She adds: “Neither of us ever wanted children — I’d never felt maternal and James never showed any interest either, so it was just the two of us.

“I started to feel foolish for valuing his wealth so much when I had a husband who barely spent time with me and, when we did chat, we had nothing in common. I began to feel very trapped.

“We’d had amazing sex when we first met, but over the five years we grew apart and our sex life slowly petered out.

“There’s such a huge gap between us now that it feels like we can’t really have an honest talk — it’s the elephant in the room that neither of us ever brings up.”

Countryside spa

But Eliza’s needs are now met by Rob, who she treats to posh hotels and fancy restaurants.

She says: “Rob isn’t well off but I’m used to the finer things, so I decided to book us a room at a five-star hotel to sleep together for the first time.

“I don’t have my own income, so I paid for it with James’s money. That first time we booked a room, we drove 30 miles to a spa hotel in the countryside, stopped at a cashpoint and I paid £250 in cash. The secrecy definitely made it more exciting.

“I was nervous about having sex with someone new after so long, but it felt amazing. He’s a good-looking man anyway, but as he’s a personal trainer, his body was incredible too.

“Afterwards, I was paranoid James would ask where I had been or where his money had gone, but he didn’t. I’ve never told Rob that I’m using James’s money to pay for our hotels, because it would be awkward. We try to avoid talking about our spouses. But he knows I don’t work, so will have figured it out.

“James is never likely to look at just how much money is going from our account. If he thinks I’ve been shopping, he’ll expect a dent in the finances.

There’s no way I could admit to James I have stopped loving him and fallen for another man. He’d divorce me and I’d be left penniless

Eliza

“In the year since we started the affair, I’ve probably spent more than £10,000 of James’s money — as well as the £3,000 I’ve paid to him in PT fees.

“The most I’ve ever spent was £600 on one night in a hotel — James was working away in London and I didn’t need to go home. I did rein it in later that month and made sure I didn’t spend anything else for a while.

“And when James is home, I make sure I return from my ‘shopping trips’ with clothes. I keep a few bags in my car boot and I’ve bought some cheaper sale items from designer shops. He was pleased when I told him I decided to pay for all my shopping in cash, so I can keep a closer eye on what I’m spending.

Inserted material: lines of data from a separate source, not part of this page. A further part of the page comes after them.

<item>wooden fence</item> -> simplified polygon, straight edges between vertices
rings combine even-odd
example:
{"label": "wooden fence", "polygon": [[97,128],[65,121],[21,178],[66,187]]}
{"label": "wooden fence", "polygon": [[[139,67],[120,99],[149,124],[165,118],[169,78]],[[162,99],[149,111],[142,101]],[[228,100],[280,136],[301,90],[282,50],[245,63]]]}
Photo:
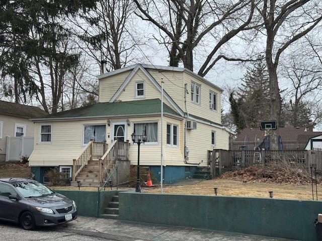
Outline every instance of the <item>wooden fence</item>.
{"label": "wooden fence", "polygon": [[316,164],[322,171],[322,151],[319,150],[240,151],[214,149],[208,151],[208,164],[213,177],[224,170],[245,168],[251,166],[268,166],[273,162],[301,163],[309,169]]}

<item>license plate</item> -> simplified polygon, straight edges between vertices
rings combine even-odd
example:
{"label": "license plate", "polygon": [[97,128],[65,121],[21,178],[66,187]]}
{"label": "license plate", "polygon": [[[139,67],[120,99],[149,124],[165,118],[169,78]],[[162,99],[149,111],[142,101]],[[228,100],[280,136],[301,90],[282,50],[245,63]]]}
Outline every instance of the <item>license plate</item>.
{"label": "license plate", "polygon": [[70,220],[72,219],[72,216],[71,216],[71,213],[70,213],[69,214],[66,214],[65,215],[65,219],[66,219],[66,221],[69,221]]}

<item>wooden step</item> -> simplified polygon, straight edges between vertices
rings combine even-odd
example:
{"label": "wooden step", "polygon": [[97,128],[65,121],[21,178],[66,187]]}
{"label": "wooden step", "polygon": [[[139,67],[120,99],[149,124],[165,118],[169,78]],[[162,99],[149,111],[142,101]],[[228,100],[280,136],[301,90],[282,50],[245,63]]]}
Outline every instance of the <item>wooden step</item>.
{"label": "wooden step", "polygon": [[119,214],[119,209],[116,207],[106,207],[104,208],[106,214]]}
{"label": "wooden step", "polygon": [[111,219],[117,219],[119,217],[118,214],[101,214],[100,217],[102,218],[110,218]]}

“And he jokes to his mates about my shopping addiction. He’s no idea he sees me buy the same stuff again and again.”

Eliza feels there is no way out of her situation.

She says: “I sometimes feel guilty. I don’t hate James, I just shouldn’t have married him and now I’m trapped.

“But selfishly, I get to have somebody who adores me, and to feel good about myself, and my marriage feels more bearable. I don’t feel as guilty towards Rob’s wife — they’re not in love, anyway, but I’d feel awful if his daughter knew.

“I try not to think about what would happen if James found out. I suppose I could get a job, but whatever I would earn wouldn’t be enough to keep me living in the area I am in now.

“Maybe one day, when Rob is ready to leave his wife, I’ll be brave enough to leave James too, when [Rob and I] can find somewhere to live together.

“But for now, I don’t have a choice but to stay married.”